実や種の分布戦略

その他編

植物は種や実をつけると、次の世代や子孫を増やすために、それを広く分布させる仕組みを進化させている。植物は今いる場所を動物のように任意に移動できる訳ではないから、種や実を動物に運んでもらったり風などの自然現象を利用して増やす戦略を取っている。
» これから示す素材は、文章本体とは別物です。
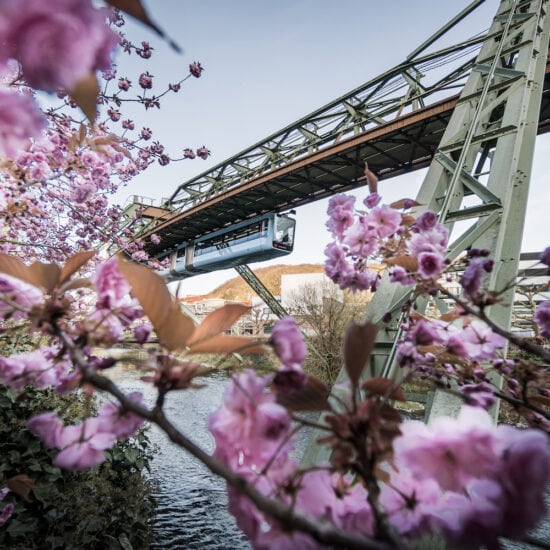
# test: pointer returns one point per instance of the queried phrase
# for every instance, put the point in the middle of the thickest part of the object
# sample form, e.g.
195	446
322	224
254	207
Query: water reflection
192	502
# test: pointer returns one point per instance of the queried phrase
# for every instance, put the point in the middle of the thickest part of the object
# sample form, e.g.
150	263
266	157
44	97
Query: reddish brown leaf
46	275
10	265
384	387
431	349
410	263
358	345
84	94
117	147
218	321
135	9
21	485
228	344
173	328
312	397
407	219
175	333
74	263
402	203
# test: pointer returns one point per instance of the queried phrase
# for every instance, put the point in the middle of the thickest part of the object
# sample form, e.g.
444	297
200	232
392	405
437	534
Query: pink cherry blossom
361	239
250	427
408	502
542	318
20	120
196	69
289	379
17	298
83	445
48	427
481	342
384	220
340	212
430	265
451	451
123	424
426	221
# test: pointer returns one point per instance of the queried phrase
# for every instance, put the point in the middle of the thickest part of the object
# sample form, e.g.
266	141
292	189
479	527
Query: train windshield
284	230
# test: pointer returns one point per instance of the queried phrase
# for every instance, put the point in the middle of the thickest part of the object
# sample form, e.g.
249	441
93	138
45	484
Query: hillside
238	289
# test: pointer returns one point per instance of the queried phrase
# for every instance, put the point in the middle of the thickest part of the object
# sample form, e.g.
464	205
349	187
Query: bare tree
322	310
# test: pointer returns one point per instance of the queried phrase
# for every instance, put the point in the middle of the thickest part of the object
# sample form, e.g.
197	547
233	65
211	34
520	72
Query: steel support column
492	131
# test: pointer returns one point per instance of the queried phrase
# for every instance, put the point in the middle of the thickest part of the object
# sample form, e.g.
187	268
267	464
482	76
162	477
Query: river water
192	502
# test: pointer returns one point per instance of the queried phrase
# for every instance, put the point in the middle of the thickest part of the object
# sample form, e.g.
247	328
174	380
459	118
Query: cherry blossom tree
386	481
タンポポのように綿毛を使って風にまかせて遠方まで運んでもらう方法や、モミジのようにヘリコプターの羽根のように回転させて、出来るだけ遠くまで飛ばそうとするものもある。他にはホウセンカ、カタバミやゲンノショウコのように、実を乾燥させて弾ける(はじける)力を利用して跳ばそうとするものもある。また、アケビやイチイなどのように甘い実を作って、鳥などに食べてもらって糞として遠くまで運んでもらう戦略を取るものもある。

   タンポポ

  モミジ

 モミジ、ホウセンカなどは種を跳ばすとしても、植物の周辺部にしか生えないだろう。それを繰り返しながら何年間にわたって、じわじわと分布を広げる戦略ということになる。生育環境が極端に違わないので安全な方法かもしれない。それに比べると、タンポポのような風に頼って種を飛ばす戦略を取る植物は、その生き先の環境が極端に異なる可能性があるから、その点では大きなリスクを負っている。

  ホウセンカ

 リスクは大きいが遠くまで運ぶ戦略と、近くに種をばら撒きながらジワジワと子孫を増やす戦略をとる方法というように、植物は色々な繁殖戦略を採りながら種や実の分布を広げようとしている。

 小さい頃から、秋になって野原を歩いたり雑草の中に入り込むと、ズボンやセーターにたくさんの植物の実や種がついて、それを払いのけるのが大変だった想い出がある。今考えると、チカラシバ、イノコズチやアメリカセンダングサだった。ズボンについたチカラシバ、イノコズチだとバンバンと手で払うと割りと取れるのだが、アメリカセンダングサはなかなか取れない。ただ3つともセーターにくっつくと簡単にはとれない印象がある。セーターは羊などの毛から作られているから、動物の毛と同じだと考えると、これらにくっつけば3つともそう簡単には取れないはずである。

  イノコズチ

 小さい時に投げてくっつけて遊んだオナモミも、棘の先が少し曲がっていてくっつく機能があるが、野原に行って気がつくとくっついていた経験はない。秋になって実が茶色になって、ばらばらになったら同じようにくっつくのだろうか。

 東北に来て秋口に道の脇道に入ると、チカラシバやヌスビトハギの種がズボンなどにくっついてくる。名古屋にいた頃には周辺にヌスビトハギはなかったので、こちらでの経験である。ヌスビトハギはハギの仲間だが、茎がたくさん分かれており、花のつき方がバラバラした感じがする。実の形が盗人の足の形に似ているからつけられたものらしい。これもタオルか何かで払うとそれほど落とすのに難しくはない。

  アレチノヌスビトハギ

 こうして動物の体について遠くまで運んでもらう戦略を採っている植物は、タンポポなどと同じ戦略を取っていることになる。しかし、いつも思うのだが、くっつく時はしっかりとくっつかなければならないが、それが落ちたり取れたりする条件はどうなのか疑問になる。がっちりとくっついたままだと遠くまで運ばれはするが、他の場所で動物の毛から落ちなければ、種は広がらない。動物が寝そべったりする時に落ちるのか、それともくっついている棘の部分が劣化して機能を失うのか、そこはどうなっているのだろう。数年前にタモ網にたくさんのアメリカセンダングサがくっついて、そのまま数年経っているが、まだ全然取れていない。このままだと地面に落ちて種が広がることがないように思うのだが、特別の例なのだろうか。

   センダングサ

 このように種や実を広く分布させる戦略も、植物によって色々な違いがあることがわかる。これらの長所・短所を考えてみることも楽しいような気がする。